D3DXCreateTextureFromFileEx( g_pd3dDevice, L"Test.dds", D3DX_DEFAULT_NONPOW2, D3DX_DEFAULT_NONPOW2, D3DX_FROM_FILE, 0, D3DFMT_FROM_FILE, D3DPOOL_MANAGED, D3DX_FILTER_NONE, D3DX_FILTER_NONE, 0, NULL, NULL, &g_pTexture )
However, I'm now losing all my transparency in the texture, I've looked at the DXT5 texture and it looks fine in Paint.NET and DirectX DDS Viewer. However when loaded in all the transparency turns to solid black. ColorKey issue?
EDIT 3: Ignore that last bit, I was being idiotic and in my "quick example" haste I'd forgotten to enable Alpha-Blending on the D3DXSprite->Begin(). Doh!
You need to distinguish between the format that your files are stored in on disk and the format that the textures ultimately use in video memory.
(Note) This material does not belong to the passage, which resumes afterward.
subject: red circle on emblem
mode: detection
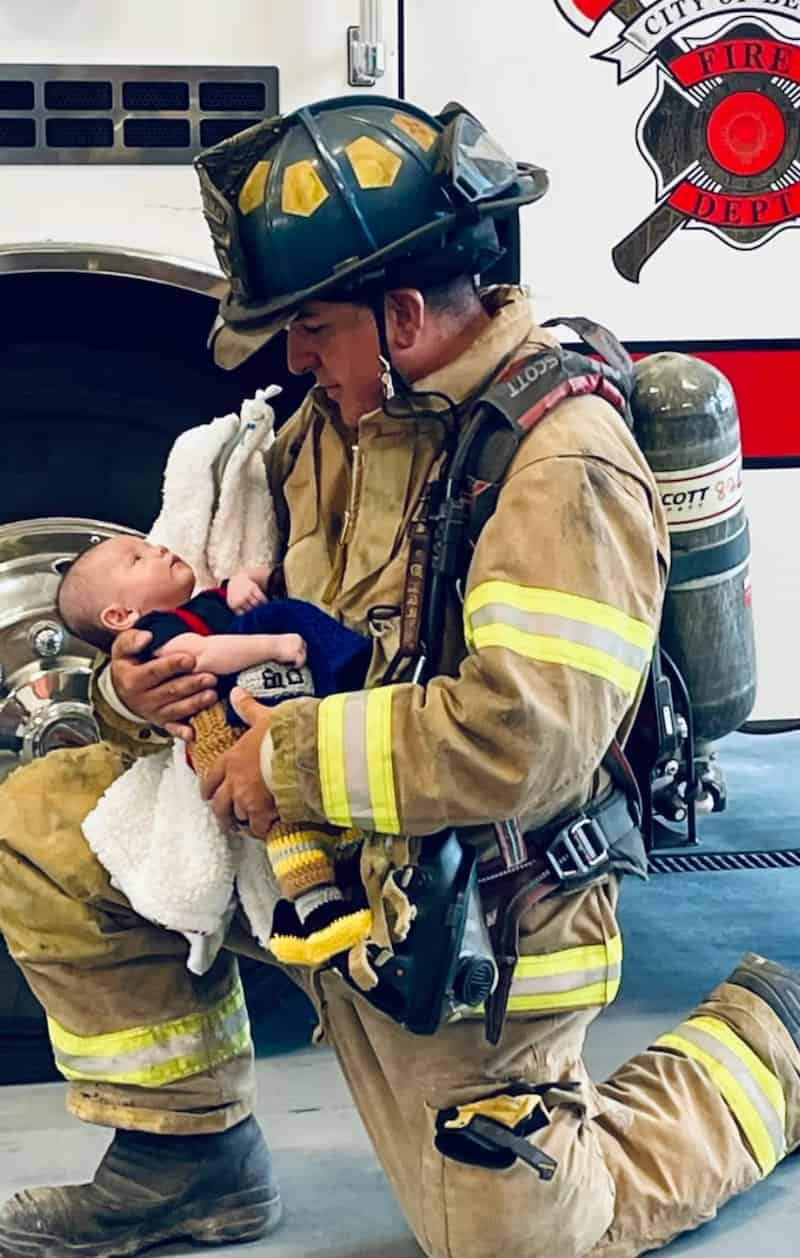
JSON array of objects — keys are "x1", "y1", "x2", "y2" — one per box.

DXT compressed textures offer a good balance between memory usage and quality in video memory but other compression techniques like PNG or Jpeg compression generally result in smaller files and/or better quality on disk.
DDS files have the advantage that they support DXT formats directly and are laid out on disk in the same way that DirectX expects the data to be laid out in memory so there is minimal CPU time required after they are loaded to convert them into a format the hardware can use. They also support pre-generated mipmap chains which formats like PNG do not support. Compressing an image to DXT formats is a fairly time consuming process so you generally want to avoid doing it on load if possible.
A DDS file with pre-generated mipmaps that is the same size as and uses the same format as the video memory texture you plan to create from it will use the least CPU time of any standard format. You need to make sure you tell D3DX not to perform any scaling, filtering, format conversion or mipmap generation to guarantee that though. D3DXCreateTextureFromFileEx allows you to specify flags that prevent any internal conversions happening (D3DX_DEFAULT_NONPOW2 for image width and height if your hardware supports non power of two textures, D3DFMT_FROM_FILE to prevent mipmap generation or format conversion, D3DX_FILTER_NONE to prevent any filtering or scaling).
CPU time is only half the story though. These days CPUs are pretty fast and hard drives are relatively slow so sometimes your total load time can be shorter if you load a smaller compressed file format like PNG or JPG and then do lots of CPU work to convert it than if you load a larger file like a DDS and just do a memcpy into video memory. A common approach that gives good results is to zip DDS files and decompress them for fast loading from disk and minimal CPU cost for format conversion.
Compression formats like PNG and JPG will compress some images more effectively than others. DDS is a fixed compression ratio - a given image resolution and format will always compress to the same size (this is why it is more suitable for decompression in hardware). If you're using simple non-representative images for testing (e.g. a uniform colour or simple pattern) then your PNG file is likely to be very small and so will load from disk faster than a typical game image would.
Compare loading a standard PNG and then compressing it to the time it takes to load a DDS file.
Still I can't see why a PNG would load any faster than the same texture DXT5 compressed. For one it will be a fair bit smaller so it should load form disk faster! Is this DXt5 texture the same as the PNG texture? ie are they the same size?
Have you tried playing with D3DXCreateTextureFromFileEx? You have far more control over what is going on. It may help you out.